Thoughts on social justice
A lot of youth care about inequality and unfairness in the world and a few even go so far as to try to do something about it. Some kind of concern for the environment and people who are less privileged than us is pretty much taken for granted by most thinking young people, regardless of their religious belief or worldview. But why is this, is this the way it’s meant to be, and do we as Christians have anything in particular to say?
You’ll know that Christians don’t have a monopoly on caring for other people – we’re often not very good at it at all! However, the Church throughout history does have a record of service to some of the poorest and most vulnerable. From reforming the practices of ancient Rome to the modern hospice movement and many things in between, Christians have been active in service. More importantly, we have good reasons for this way of life. Jesus commands us to love both God and neighbour, God’s heart is clearly directed towards the poor throughout Scripture, and right at the beginning we are created as rational relational creatures in God’s image, which guarantees that we have a special kind of worth – and that other people do too! A Christian concept of justice is a serious contender in the world of ideas* and seems to me like the kind of thing that our society could desperately do with hearing.

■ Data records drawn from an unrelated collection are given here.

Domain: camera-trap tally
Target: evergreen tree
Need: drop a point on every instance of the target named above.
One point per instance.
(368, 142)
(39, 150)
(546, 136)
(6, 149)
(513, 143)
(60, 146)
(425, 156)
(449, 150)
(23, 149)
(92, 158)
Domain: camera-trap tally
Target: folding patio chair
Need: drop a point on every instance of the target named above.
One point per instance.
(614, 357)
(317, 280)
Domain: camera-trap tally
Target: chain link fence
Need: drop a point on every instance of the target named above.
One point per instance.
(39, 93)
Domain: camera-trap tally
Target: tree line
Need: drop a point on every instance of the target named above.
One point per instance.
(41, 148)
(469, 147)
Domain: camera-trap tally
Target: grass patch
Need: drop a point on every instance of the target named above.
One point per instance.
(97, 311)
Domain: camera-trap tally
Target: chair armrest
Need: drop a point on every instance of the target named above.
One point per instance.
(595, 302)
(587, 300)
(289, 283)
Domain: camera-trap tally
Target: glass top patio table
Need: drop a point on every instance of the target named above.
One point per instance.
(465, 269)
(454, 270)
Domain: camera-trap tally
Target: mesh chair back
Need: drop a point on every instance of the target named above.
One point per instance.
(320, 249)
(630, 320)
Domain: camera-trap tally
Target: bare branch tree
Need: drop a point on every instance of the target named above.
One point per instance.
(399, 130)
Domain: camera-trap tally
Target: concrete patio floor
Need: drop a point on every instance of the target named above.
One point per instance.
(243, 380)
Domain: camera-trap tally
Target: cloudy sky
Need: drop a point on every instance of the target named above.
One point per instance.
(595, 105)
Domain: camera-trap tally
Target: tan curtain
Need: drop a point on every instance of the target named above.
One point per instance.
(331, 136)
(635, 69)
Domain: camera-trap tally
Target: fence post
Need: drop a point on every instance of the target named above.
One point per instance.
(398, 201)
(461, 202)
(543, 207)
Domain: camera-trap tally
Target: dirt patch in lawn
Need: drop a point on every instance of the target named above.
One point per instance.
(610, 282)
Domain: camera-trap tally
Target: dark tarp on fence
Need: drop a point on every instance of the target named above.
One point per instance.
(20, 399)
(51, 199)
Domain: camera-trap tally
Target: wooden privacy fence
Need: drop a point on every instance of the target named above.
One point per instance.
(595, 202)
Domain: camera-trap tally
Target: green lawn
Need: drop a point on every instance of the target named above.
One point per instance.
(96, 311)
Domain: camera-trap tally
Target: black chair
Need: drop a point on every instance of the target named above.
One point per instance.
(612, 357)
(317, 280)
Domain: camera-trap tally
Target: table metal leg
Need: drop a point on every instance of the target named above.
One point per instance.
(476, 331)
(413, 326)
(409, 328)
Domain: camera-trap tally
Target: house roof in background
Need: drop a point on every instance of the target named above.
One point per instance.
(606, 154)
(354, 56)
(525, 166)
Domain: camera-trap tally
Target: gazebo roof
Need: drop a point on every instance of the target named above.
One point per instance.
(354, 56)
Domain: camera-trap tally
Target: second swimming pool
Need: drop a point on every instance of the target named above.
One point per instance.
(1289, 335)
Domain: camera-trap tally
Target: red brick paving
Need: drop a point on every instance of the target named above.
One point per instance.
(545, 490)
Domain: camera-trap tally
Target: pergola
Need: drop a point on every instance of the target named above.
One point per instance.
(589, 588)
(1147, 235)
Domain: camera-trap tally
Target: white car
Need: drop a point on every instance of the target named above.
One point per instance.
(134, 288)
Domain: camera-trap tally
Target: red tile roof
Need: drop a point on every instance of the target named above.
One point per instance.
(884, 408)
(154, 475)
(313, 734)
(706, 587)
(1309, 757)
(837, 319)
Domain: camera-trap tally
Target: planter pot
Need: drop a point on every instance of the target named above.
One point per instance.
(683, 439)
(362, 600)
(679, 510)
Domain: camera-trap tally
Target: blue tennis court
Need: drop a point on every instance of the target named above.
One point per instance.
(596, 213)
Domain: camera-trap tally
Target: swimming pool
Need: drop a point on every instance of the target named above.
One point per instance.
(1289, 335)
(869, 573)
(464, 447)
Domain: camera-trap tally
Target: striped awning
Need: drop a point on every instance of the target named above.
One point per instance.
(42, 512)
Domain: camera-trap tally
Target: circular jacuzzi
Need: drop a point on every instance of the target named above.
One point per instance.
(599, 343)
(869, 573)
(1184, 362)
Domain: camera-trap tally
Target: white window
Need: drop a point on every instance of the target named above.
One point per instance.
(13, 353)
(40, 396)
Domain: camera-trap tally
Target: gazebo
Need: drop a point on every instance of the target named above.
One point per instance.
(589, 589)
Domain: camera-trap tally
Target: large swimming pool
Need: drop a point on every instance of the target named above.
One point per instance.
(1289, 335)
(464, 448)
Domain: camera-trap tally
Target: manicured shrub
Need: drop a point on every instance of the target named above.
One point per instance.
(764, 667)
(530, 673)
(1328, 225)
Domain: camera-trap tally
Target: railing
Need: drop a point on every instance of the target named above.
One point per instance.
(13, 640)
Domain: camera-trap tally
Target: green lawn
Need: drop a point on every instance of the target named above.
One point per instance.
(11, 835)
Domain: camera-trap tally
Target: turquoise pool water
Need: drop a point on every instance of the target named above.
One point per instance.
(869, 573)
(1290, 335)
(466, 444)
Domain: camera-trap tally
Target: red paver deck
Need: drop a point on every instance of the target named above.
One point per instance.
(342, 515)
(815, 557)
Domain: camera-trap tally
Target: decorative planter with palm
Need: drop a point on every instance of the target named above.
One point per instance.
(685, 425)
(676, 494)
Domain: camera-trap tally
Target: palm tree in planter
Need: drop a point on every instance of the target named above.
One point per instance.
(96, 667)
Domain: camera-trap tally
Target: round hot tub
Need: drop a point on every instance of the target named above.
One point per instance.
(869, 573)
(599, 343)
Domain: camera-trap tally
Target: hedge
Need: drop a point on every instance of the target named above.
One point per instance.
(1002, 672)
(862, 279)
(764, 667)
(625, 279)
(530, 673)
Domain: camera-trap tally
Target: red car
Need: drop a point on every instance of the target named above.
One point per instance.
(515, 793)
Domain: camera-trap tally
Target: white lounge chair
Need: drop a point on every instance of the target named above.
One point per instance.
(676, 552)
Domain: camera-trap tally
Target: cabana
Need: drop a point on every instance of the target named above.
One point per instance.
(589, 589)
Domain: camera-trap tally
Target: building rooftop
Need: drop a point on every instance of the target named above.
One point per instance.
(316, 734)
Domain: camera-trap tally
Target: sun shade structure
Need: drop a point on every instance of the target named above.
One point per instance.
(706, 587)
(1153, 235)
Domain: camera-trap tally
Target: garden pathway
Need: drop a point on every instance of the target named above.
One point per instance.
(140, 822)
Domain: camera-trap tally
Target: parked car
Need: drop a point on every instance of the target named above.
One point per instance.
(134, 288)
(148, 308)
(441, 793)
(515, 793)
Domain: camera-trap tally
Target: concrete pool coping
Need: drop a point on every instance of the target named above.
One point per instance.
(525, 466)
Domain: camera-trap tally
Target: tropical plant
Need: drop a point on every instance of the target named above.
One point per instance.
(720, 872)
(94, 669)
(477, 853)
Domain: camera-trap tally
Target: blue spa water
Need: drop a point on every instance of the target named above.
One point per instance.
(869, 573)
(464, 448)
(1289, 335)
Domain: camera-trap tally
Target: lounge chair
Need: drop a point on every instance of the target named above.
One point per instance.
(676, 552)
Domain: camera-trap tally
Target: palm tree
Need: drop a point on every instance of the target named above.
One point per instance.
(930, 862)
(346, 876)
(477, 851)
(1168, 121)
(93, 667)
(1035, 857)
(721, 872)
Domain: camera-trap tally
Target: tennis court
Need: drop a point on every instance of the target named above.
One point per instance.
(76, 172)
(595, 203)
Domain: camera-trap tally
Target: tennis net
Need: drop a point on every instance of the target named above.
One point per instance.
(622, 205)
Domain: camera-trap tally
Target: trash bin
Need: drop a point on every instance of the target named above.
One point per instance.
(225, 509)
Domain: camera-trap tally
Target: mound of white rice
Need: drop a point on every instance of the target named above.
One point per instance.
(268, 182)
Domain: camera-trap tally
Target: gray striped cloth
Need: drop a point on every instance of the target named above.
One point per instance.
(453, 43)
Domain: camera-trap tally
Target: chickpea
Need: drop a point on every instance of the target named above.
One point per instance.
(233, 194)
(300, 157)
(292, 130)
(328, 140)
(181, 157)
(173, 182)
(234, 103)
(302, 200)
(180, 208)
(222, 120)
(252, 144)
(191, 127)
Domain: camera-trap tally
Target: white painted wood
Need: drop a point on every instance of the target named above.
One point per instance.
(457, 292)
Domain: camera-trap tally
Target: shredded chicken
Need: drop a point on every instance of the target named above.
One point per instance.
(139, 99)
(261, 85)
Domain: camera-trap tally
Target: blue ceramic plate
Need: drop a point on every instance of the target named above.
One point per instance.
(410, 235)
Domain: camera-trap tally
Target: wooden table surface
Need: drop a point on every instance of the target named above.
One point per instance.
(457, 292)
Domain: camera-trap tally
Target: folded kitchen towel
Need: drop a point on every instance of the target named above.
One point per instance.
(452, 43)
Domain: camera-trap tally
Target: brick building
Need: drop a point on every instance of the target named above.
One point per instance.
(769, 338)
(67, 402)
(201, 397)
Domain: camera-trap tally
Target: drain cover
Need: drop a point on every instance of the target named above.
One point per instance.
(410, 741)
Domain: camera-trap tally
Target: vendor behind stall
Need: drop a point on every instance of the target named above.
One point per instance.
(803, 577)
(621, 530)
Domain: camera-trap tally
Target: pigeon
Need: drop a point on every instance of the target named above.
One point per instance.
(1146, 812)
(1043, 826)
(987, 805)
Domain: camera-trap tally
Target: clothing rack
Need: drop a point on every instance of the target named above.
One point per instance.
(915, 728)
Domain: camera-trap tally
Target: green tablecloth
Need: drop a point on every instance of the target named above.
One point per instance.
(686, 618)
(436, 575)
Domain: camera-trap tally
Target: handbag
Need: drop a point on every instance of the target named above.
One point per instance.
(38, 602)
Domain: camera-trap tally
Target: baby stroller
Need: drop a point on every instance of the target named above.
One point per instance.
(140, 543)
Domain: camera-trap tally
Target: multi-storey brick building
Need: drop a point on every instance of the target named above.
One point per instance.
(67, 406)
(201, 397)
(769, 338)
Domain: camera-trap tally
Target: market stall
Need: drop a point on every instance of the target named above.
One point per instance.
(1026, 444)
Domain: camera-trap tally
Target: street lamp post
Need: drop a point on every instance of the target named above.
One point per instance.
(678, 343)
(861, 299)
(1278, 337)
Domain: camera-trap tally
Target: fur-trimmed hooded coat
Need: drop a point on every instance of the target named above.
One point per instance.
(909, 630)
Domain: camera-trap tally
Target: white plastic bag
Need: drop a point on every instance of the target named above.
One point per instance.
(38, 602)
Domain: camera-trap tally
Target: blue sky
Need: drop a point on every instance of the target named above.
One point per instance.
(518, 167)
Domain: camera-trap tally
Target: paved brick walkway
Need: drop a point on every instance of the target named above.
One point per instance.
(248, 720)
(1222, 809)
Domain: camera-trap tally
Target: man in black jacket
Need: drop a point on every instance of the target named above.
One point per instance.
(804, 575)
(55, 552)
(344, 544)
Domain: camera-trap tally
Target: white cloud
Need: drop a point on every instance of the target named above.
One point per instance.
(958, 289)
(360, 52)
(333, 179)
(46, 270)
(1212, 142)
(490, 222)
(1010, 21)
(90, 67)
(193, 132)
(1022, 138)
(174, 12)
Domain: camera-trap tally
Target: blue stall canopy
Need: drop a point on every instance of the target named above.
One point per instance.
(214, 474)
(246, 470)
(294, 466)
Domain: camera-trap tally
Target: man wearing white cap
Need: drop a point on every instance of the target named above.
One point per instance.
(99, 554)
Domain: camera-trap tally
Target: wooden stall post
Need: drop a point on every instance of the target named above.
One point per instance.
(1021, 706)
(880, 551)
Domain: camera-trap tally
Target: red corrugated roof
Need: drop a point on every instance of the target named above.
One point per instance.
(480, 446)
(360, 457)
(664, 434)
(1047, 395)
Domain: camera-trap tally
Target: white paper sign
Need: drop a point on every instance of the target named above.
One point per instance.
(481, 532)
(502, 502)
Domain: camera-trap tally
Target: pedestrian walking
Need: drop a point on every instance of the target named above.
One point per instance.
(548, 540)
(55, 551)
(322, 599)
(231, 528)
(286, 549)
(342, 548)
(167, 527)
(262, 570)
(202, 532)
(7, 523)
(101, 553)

This all has consequences. The gospel of God’s costly love for us in Jesus requires that we serve others, including I believe, working to overcome unjust structures in society. People will disagree on what counts as injustice and the standard to aim for, but if we look to Jesus, we can see a standard based in the most fundamental reality of all – the character of God – and we can be confident that it’s worth holding on to and acting on. If the universe were Godless, as some people tell us it is, it isn’t clear that justice would make sense, let alone be motivating. As such we shouldn’t, I think, either be scared to talk about Jesus in the context of social justice, or feel the need to create a purely abstract secular concept to work with. Throughout the Gospels, Jesus repeatedly points to himself rather than just impersonal ethical principles. Let’s not lose this as a church!
If your friends are interested in social justice, recognising the innate dignity of human beings, maybe chat with them about this. Discuss over coffee, perhaps, why they actually care (beyond it being endorsed by the celebrity of the month) and why you do, and how this fact changes the way we can live our individual lives as well as how we want to organise society. It’s such an important topic and one that Jesus still speaks into today!